Enviada em 07/09/2019

Desde 1990, o Estatuto da Criança e do adolescente (ECA) veio resguardar, entre outras coisas, o direito à convivência, proteção e afeto familiar a todos os menores. Quando ocorre a impossibilidade e/ou impedimento do exercício do poder familiar de pais biológicos, legalmente, encontra-se na adoção um mecanismo para assegurar os interesses e necessidades dos pupilos. Contudo, no Brasil, muitos deles passam anos em abrigos, mesmo havendo mais pessoas querendo adotar do que crianças/adolescentes a procura de família. Diante desse contexto, urge analisar as razões para este impasse.

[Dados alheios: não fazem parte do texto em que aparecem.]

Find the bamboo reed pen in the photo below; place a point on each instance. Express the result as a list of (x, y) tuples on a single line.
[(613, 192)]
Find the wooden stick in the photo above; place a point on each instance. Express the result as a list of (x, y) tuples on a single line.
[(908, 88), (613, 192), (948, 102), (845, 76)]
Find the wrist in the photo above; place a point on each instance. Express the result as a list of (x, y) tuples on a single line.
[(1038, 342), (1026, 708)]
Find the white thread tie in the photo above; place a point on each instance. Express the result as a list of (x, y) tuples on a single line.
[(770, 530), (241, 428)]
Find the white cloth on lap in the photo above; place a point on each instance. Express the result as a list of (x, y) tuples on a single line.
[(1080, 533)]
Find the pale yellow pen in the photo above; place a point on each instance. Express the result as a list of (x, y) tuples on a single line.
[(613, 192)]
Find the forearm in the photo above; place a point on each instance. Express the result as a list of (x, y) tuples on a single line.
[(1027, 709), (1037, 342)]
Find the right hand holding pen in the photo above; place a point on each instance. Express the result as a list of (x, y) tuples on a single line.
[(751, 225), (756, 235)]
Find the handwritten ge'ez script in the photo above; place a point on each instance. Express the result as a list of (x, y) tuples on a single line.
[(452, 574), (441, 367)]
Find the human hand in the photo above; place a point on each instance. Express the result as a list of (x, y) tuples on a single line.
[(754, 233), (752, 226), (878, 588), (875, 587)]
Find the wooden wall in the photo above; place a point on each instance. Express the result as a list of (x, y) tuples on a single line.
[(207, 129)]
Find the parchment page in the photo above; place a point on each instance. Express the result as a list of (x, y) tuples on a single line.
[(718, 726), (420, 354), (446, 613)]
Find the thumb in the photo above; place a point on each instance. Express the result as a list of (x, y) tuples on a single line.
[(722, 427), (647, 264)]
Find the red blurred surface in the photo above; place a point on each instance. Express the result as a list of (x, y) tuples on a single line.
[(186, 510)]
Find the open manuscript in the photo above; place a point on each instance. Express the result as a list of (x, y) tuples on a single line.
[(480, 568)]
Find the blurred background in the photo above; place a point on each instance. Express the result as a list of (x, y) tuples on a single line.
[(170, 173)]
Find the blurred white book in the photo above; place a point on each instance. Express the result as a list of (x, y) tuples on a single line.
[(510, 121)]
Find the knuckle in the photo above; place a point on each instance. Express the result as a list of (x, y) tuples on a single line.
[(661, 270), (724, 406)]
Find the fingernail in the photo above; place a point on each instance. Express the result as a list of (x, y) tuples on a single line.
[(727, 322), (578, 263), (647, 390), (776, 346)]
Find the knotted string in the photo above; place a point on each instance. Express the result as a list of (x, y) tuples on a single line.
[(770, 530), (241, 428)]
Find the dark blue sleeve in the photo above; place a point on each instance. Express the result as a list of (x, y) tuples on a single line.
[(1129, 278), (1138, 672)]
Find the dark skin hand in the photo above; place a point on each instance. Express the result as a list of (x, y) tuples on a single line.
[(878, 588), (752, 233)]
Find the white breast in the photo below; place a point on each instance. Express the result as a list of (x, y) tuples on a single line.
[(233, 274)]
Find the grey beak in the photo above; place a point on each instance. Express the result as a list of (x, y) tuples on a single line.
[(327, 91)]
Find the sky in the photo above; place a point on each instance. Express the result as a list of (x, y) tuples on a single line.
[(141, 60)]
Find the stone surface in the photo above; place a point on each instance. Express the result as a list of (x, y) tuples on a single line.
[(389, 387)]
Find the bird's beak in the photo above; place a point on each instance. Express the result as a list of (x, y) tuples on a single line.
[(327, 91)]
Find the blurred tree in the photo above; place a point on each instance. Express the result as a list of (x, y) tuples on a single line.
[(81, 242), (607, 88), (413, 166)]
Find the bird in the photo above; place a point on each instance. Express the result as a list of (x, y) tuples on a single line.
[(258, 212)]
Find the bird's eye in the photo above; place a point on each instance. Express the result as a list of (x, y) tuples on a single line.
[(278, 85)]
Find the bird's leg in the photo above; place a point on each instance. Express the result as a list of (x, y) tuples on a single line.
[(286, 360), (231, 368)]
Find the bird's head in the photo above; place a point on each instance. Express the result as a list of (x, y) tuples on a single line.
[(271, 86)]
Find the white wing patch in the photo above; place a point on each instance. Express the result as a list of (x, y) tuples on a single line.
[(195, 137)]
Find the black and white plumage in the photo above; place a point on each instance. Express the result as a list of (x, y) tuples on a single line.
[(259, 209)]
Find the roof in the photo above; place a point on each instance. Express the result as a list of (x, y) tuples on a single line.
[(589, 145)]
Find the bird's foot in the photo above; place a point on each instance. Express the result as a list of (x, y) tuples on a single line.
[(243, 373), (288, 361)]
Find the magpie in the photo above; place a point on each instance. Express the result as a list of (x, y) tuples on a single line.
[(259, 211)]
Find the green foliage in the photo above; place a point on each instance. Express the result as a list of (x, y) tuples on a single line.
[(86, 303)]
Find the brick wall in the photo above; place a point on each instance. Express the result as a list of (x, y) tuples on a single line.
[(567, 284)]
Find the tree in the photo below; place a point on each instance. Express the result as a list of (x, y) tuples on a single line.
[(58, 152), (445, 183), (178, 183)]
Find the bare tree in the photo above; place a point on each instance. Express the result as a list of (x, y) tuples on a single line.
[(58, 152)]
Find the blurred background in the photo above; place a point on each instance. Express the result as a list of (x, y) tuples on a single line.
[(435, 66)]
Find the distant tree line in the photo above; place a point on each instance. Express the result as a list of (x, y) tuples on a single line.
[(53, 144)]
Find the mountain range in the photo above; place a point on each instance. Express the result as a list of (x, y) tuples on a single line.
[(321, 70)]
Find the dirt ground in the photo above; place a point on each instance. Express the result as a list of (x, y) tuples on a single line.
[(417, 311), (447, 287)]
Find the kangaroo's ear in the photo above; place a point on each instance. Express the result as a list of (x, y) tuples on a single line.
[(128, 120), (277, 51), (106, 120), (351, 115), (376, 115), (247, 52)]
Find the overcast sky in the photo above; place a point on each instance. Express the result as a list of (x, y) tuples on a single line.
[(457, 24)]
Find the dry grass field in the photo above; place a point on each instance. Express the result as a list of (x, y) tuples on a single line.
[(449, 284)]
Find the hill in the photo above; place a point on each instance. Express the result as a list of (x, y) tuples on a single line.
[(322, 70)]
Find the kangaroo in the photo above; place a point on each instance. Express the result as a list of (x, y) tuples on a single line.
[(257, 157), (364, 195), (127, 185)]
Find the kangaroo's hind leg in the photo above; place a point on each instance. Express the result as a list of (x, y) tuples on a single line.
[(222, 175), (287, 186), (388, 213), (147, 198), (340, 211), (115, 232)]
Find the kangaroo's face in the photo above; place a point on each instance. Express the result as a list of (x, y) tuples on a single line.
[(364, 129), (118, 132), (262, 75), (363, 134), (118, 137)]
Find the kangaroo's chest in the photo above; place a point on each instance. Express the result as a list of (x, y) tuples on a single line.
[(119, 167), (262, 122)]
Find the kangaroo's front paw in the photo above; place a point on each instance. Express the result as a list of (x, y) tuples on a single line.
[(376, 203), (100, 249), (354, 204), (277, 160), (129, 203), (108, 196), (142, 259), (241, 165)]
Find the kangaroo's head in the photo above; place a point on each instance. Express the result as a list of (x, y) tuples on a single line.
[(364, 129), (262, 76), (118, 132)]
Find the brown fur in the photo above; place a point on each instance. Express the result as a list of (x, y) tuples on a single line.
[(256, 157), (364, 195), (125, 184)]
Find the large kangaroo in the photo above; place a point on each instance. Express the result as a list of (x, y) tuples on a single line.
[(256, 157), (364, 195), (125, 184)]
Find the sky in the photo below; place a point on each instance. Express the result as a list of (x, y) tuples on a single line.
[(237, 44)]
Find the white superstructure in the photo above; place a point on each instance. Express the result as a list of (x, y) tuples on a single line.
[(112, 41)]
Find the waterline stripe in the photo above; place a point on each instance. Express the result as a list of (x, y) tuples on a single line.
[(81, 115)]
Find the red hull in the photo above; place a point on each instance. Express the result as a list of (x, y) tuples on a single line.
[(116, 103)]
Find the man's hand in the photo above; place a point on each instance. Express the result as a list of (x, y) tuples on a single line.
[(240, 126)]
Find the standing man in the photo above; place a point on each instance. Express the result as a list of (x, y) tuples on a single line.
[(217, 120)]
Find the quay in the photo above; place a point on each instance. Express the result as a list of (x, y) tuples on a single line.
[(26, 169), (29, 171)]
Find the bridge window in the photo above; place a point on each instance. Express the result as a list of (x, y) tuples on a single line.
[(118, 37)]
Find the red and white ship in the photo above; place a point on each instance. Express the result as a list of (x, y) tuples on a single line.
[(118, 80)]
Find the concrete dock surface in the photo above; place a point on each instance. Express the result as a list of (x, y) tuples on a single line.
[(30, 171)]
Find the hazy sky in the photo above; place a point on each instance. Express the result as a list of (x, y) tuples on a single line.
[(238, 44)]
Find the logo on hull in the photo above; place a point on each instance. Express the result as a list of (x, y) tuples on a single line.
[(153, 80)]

Em primeiro plano, verifica-se que a função primordial da adoção - garantir amparo e afeto familiar - não está sendo valorada como tal. Este cenário inicia-se com a busca insensível pela criança “ideal”/imaginária em detrimento da criança vulnerável, real. Sob esse viés, reportagem do Correio Braziliense relata que quase 66% dos brasileiros inscritos no Cadastro Nacional de Adoção não querem acolher irmãos, enquanto, paradoxalmente, mais de 60% das crianças cadastradas para adoção não são filhos únicos. Ou seja, chega-se ao absurdo de querer adotar mas não quem precisa ser adotado neste país.

Concomitantemente a essa “preferência” adotiva, nota-se, ainda, a existência de questões como idade, condições médicas e até mesmo a cor da pele das crianças influenciando nas escolhas sobre quem provavelmente será ou não amparado familiarmente. Assim, não é a toa que recentemente viralizou nas redes sociais a notícia de que um casal gay aceitou adotar criança deficiente que fora rejeitada por famílias “convencionais” inscritas no cadastro de adoção.

Dessa forma, visando superar essa disparidade irracional entre o perfil de quem pretende adotar e o daqueles que anseiam por uma família no país, torna-se, portanto, imperioso que o Ministério Público aperfeiçoe o processo de adoção com a conscientização (por meio de campanhas publicitárias para a sociedade em geral, aliadas a palestras direcionadas aos futuros pais) acerca da realidade dos acolhidos em abrigos  e do papel da sociedade, na garantia do direito à proteção familiar para todos os brasileirinhos.